Students studying agriculture and horticulture will not be assessed at a scholarship level next year - because education authorities think not enough of them will pass.
The students will be able to continue their subjects at level three of the National Certificate of Educational Achievement (NCEA) - but not at level four, the scholarship scheme also being introduced in 2004 for "top" students.
NCEA level 1 replaced School Certificate last year. Level 2 is replacing Sixth Form Certificate in most schools this year, and the Government wants level 3 and scholarship to replace Bursary next year.
NCEA spokesman Bill Lennox said yesterday that the Bursary exam of previous years was being replaced by NCEA level 3, which could qualify students for university entrance.
"They don't need to do the scholarship level to get university entrance," he said.
Level 3 results would also count towards restricted-entry courses where specific academic prowess was required.
The new scholarship level had the same content as level 3, but would be restricted.
"We expect about the top 5 per cent to sit," Mr Lennox said.
But of the 700 students who sat Bursary examinations in agriculture and horticulture last year, only 16 achieved results at what was expected to be the "scholarship level" next year.
"We had to ask ourselves, is it viable to run an examination where only 16 people are likely to pass?" he said.
The exam did three jobs at once: sorting out university entrance, bursaries and scholarships. The markers advised each year on a cut-off point for the scholarships, which in most subjects was about 4 per cent of candidates. In agriculture and horticulture last year, it was 2 per cent.
"If you're going to do agriculture or horticulture at university, at degree level, then you're going to need 'pure sciences'," Mr Lennox said.

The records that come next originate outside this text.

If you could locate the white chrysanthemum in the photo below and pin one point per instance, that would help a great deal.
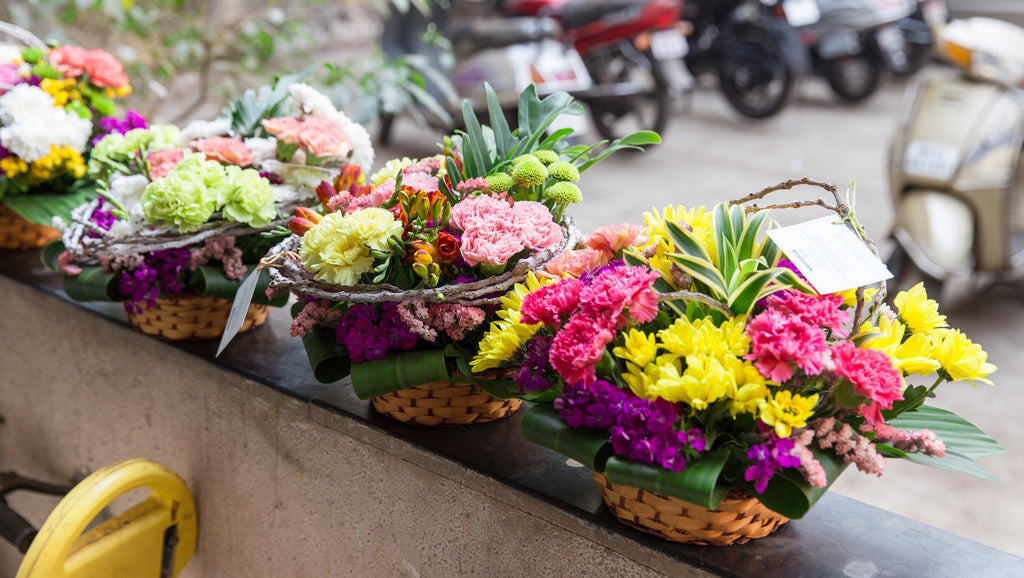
(262, 149)
(127, 190)
(206, 129)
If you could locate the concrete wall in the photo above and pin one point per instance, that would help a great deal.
(282, 488)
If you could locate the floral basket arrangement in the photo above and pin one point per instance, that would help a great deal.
(397, 279)
(713, 391)
(55, 104)
(184, 214)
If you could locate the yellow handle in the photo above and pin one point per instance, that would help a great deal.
(130, 544)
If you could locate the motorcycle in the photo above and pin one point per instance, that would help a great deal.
(507, 53)
(631, 49)
(955, 169)
(752, 48)
(850, 42)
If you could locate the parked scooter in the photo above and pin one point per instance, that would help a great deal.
(632, 50)
(752, 48)
(956, 172)
(507, 53)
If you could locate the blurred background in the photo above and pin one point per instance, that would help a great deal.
(912, 111)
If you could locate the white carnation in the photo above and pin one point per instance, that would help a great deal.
(206, 129)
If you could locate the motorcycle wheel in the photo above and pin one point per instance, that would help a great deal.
(647, 109)
(755, 78)
(854, 78)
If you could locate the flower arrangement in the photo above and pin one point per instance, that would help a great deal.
(704, 362)
(55, 102)
(399, 272)
(182, 212)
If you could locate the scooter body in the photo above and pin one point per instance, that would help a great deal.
(956, 172)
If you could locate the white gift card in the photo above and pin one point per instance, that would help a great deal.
(829, 255)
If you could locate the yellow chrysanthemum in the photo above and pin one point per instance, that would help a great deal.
(638, 347)
(500, 343)
(961, 358)
(918, 312)
(785, 411)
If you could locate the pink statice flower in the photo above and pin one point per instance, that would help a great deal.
(551, 303)
(822, 311)
(872, 375)
(620, 289)
(780, 341)
(613, 238)
(224, 150)
(577, 261)
(162, 162)
(578, 347)
(535, 225)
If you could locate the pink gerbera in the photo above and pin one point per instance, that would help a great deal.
(872, 375)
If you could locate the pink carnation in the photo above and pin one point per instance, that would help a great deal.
(104, 71)
(619, 289)
(69, 60)
(324, 138)
(535, 225)
(578, 261)
(551, 303)
(614, 238)
(822, 311)
(162, 162)
(578, 347)
(779, 341)
(285, 129)
(225, 150)
(872, 375)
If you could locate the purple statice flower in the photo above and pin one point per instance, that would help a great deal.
(369, 333)
(530, 376)
(769, 457)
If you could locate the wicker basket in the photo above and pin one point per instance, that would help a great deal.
(739, 517)
(443, 403)
(193, 317)
(17, 233)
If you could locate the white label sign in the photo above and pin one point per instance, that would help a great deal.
(829, 255)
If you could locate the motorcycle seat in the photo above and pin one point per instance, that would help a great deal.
(478, 34)
(582, 12)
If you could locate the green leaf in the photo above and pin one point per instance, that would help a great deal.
(41, 209)
(93, 284)
(697, 484)
(328, 358)
(398, 371)
(543, 426)
(957, 434)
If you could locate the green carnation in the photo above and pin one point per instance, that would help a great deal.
(545, 156)
(529, 172)
(563, 193)
(181, 198)
(499, 182)
(562, 170)
(246, 197)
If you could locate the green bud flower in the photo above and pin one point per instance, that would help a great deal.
(529, 172)
(545, 156)
(562, 170)
(563, 193)
(499, 182)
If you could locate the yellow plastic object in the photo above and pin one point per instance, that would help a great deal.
(131, 544)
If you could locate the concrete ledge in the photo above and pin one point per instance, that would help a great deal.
(293, 478)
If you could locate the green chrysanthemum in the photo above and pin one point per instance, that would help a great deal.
(563, 171)
(529, 172)
(563, 193)
(499, 182)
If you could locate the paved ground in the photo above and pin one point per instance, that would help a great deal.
(710, 155)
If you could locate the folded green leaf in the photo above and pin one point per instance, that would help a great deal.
(398, 371)
(543, 426)
(697, 484)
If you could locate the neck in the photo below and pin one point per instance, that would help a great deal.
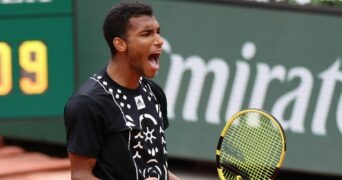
(120, 72)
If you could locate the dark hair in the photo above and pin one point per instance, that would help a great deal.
(116, 22)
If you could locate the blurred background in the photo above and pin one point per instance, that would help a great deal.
(220, 56)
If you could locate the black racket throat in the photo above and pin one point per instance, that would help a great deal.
(229, 168)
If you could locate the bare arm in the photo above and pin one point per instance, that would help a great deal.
(82, 167)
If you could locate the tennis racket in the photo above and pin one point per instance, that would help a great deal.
(252, 145)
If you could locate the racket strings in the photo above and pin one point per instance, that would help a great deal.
(246, 133)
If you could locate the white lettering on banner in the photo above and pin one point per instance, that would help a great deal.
(23, 1)
(299, 97)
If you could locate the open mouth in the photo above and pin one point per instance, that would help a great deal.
(154, 59)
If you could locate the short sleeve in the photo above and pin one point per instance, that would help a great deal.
(84, 126)
(161, 97)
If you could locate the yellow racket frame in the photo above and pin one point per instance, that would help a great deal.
(229, 123)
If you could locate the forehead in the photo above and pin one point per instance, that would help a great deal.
(143, 22)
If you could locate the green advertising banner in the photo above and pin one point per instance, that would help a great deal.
(34, 7)
(221, 58)
(36, 59)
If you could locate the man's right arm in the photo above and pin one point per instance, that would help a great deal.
(82, 167)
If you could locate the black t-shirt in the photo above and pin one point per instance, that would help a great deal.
(122, 128)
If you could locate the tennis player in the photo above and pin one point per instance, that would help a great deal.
(115, 121)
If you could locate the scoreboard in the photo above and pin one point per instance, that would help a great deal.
(36, 58)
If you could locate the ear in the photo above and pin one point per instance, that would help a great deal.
(119, 44)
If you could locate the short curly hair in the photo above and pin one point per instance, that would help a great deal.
(116, 21)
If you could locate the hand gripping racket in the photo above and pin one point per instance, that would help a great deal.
(251, 146)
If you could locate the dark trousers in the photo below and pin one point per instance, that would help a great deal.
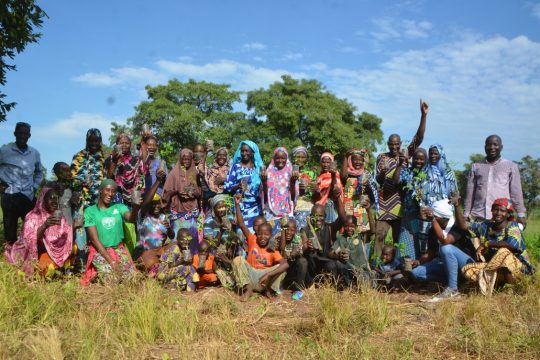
(296, 274)
(14, 207)
(319, 265)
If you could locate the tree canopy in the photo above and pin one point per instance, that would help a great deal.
(18, 22)
(288, 113)
(184, 114)
(295, 112)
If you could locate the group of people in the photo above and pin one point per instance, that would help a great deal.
(213, 219)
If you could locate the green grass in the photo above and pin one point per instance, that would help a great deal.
(141, 320)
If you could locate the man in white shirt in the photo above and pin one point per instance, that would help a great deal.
(21, 174)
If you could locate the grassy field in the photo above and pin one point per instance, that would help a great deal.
(141, 320)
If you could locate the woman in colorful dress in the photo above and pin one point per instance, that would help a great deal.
(279, 186)
(182, 193)
(326, 182)
(358, 182)
(108, 258)
(304, 195)
(502, 252)
(441, 181)
(244, 177)
(412, 179)
(46, 240)
(127, 170)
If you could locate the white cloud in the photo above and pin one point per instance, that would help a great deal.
(536, 10)
(392, 29)
(254, 46)
(474, 86)
(291, 57)
(118, 76)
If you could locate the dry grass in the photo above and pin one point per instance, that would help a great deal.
(140, 320)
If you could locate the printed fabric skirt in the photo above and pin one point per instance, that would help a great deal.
(485, 273)
(98, 266)
(194, 222)
(245, 274)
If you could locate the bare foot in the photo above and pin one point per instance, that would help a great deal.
(247, 293)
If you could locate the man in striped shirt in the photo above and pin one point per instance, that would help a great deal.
(490, 179)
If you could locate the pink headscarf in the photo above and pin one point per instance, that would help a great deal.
(350, 168)
(278, 182)
(57, 239)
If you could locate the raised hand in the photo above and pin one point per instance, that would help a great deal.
(424, 107)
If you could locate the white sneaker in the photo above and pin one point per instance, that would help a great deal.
(445, 295)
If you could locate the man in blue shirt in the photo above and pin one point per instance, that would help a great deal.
(20, 175)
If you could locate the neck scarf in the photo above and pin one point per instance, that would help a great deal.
(278, 182)
(217, 171)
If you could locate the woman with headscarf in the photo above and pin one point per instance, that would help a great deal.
(327, 180)
(244, 177)
(216, 175)
(108, 257)
(182, 192)
(304, 195)
(359, 183)
(87, 167)
(411, 179)
(279, 184)
(440, 182)
(46, 239)
(152, 161)
(126, 169)
(502, 249)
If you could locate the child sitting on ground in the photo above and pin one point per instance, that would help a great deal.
(205, 265)
(349, 251)
(175, 267)
(291, 247)
(264, 270)
(389, 267)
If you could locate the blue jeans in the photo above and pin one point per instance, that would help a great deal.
(430, 271)
(454, 259)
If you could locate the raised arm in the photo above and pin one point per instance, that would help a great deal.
(469, 195)
(419, 136)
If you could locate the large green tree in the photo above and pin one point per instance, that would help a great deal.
(182, 114)
(295, 112)
(18, 22)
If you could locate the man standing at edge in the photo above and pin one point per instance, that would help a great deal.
(490, 179)
(21, 173)
(389, 215)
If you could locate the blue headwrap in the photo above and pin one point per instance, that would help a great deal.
(257, 161)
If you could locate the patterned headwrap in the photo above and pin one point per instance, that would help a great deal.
(93, 132)
(107, 182)
(257, 161)
(327, 154)
(507, 204)
(299, 149)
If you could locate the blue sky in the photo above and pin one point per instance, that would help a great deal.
(477, 63)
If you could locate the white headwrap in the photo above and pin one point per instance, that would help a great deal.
(443, 209)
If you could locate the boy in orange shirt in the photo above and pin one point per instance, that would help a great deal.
(264, 269)
(206, 270)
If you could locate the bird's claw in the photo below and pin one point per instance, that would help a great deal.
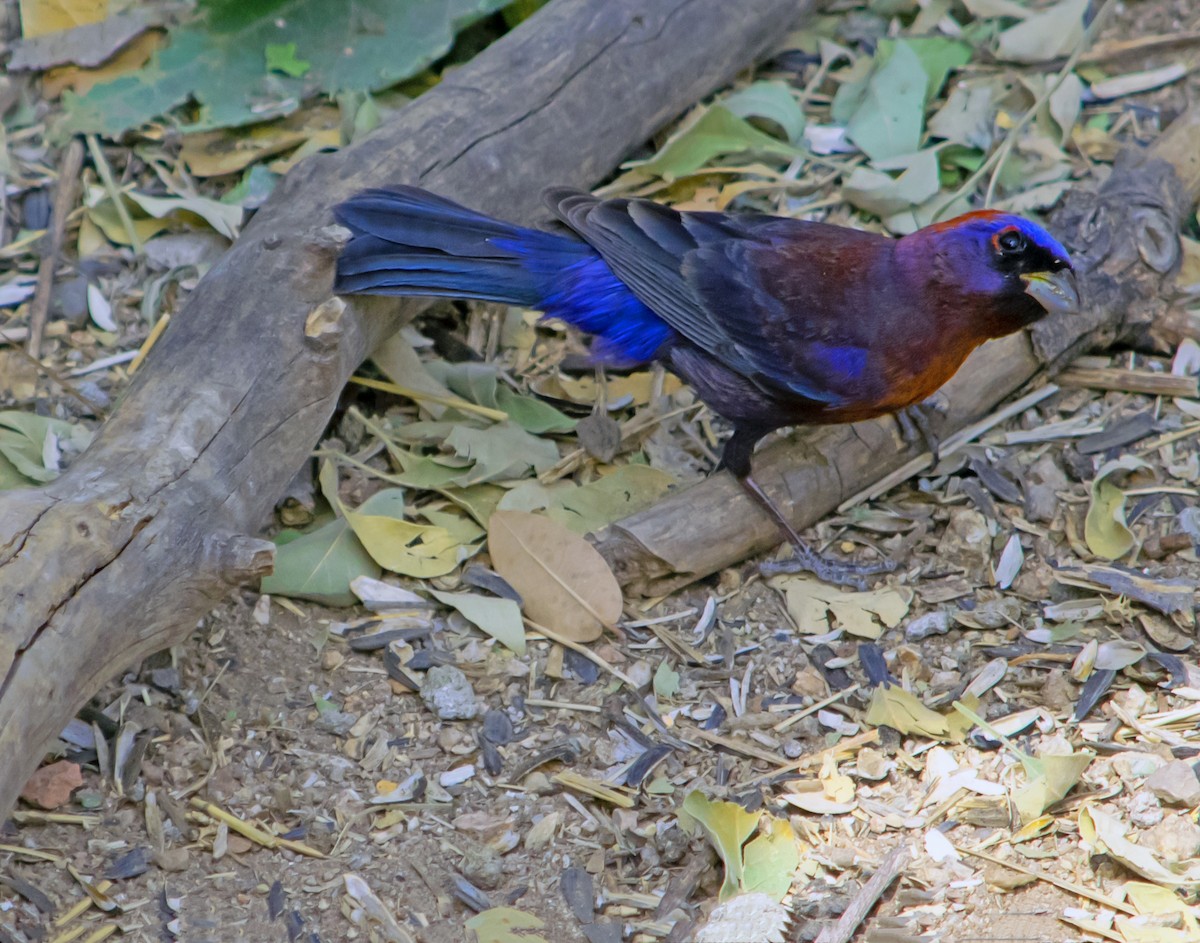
(839, 572)
(917, 422)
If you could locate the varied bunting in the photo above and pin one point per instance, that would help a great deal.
(774, 322)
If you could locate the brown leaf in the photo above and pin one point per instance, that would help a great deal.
(565, 583)
(52, 786)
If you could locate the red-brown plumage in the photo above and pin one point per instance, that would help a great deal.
(774, 322)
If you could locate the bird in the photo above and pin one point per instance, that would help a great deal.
(772, 320)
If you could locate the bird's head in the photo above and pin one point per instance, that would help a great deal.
(1007, 263)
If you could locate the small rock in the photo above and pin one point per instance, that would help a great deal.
(1134, 764)
(967, 542)
(1176, 784)
(1043, 479)
(640, 673)
(931, 623)
(1144, 810)
(1174, 839)
(873, 764)
(337, 722)
(457, 775)
(448, 694)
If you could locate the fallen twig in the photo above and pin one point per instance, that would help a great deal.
(867, 898)
(64, 199)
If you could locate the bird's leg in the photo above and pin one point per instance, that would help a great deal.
(917, 422)
(737, 460)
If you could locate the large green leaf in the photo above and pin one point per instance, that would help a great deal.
(23, 440)
(319, 565)
(250, 60)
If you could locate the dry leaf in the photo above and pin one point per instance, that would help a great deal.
(1104, 528)
(565, 583)
(51, 786)
(810, 601)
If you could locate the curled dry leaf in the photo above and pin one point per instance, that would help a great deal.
(565, 583)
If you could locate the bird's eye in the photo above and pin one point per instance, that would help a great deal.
(1011, 241)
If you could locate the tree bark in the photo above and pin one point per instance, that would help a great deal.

Those students were likely to be taking subjects such as biology or chemistry.
At NCEA levels 1 and 2, students were entering to gain specific qualifications, such as certificates of agriculture, which they would otherwise complete while working.
"You're not going to do soil science unless you've got some chemistry," he said. Students planning on going to university could, with the help of their school, put together studies to cover science subjects as well as agriculture.
Mr Lennox said a row had blown up over a suggestion that the Minister of Education did not think agriculture and horticulture were "academic enough" to be offered for scholarship level exams.
"The minister didn't make the decision," he said. An NZQA staff member had told someone that the NZQA had decided there was not enough critical mass for agriculture to be examined at level 4, and that the minister agreed.
Palmerston North Boys' High School rector Tim O'Connor said this week that agriculture and horticulture were on the list of scholarship subjects in the draft for NCEA level 4 a few weeks ago.
When the final list came out it was not included.
The director of Massey University's agriculture programme, Stuart Morriss, said the decision "sends a totally inappropriate message to students and their parents that it is not an academic subject".